With facilities spread over about 700 acres and totalling eight million square feet (743,000 square metres) – 5.1 million (474,000 square metres) for manufacturing operations and 2.9 million (269,000 square metres) for supplier truck parking and manoeuvering – the facility currently employs 2,700 people and is supplied with more than 8,300 unique parts by more than 880 vendors.
Oshawa Assembly has been responsible for producing a number of GM’s more memorable models over the years, including the Chevrolet Caprice Classic, Chevrolet Bel Air, Buick Century, and Chevrolet Camaro.
Since 1999, it has received nine awards for plant quality – four gold, four silver and one bronze – in the annual J.D. Power and Associates Initial Quality Study.

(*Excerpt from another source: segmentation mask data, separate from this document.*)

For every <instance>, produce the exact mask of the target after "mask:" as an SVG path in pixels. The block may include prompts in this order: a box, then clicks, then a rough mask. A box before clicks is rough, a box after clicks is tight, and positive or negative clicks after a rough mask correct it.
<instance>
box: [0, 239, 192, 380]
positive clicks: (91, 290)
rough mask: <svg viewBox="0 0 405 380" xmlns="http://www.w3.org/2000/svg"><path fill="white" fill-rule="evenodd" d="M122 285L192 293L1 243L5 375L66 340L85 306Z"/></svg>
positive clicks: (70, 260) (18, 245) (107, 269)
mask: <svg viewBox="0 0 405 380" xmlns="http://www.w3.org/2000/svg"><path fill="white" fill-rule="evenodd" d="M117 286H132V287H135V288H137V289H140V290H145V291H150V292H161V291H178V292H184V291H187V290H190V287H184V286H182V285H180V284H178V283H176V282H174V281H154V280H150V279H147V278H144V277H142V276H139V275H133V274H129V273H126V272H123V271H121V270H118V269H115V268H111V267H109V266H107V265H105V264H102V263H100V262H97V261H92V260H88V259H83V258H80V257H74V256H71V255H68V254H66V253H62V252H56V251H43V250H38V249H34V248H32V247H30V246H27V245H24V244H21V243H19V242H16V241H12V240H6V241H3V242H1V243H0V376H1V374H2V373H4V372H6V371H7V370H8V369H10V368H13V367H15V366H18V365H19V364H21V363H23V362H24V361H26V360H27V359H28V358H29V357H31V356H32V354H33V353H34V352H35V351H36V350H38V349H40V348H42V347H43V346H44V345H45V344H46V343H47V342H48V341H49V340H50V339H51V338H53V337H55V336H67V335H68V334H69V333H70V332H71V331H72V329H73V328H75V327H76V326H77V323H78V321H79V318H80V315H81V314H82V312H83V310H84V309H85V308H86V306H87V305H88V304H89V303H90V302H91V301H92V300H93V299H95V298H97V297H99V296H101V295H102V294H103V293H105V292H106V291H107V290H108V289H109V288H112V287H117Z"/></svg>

It was also the site of one of the most significant labour disruptions in Canadian history. In 1937, more than 4,000 employees went on strike from April 8 to 23 demanding concessions such as an eight-hour work day, better wages and working conditions, and recognition of United Automobile Workers Local 222, which continues to represent the facility’s workers to this day.
In its heyday in the 1980s, when it was known as the GM Autoplex and included Oshawa Truck Assembly (shuttered in 2009), the facility was one of the largest automotive production facilities on the planet, turning out as many as 730,000 vehicles each year.
General Motors declined to say how many vehicles the plant built last year but the Automotive News Data Center says Oshawa produced 274,538 vehicles in 2015.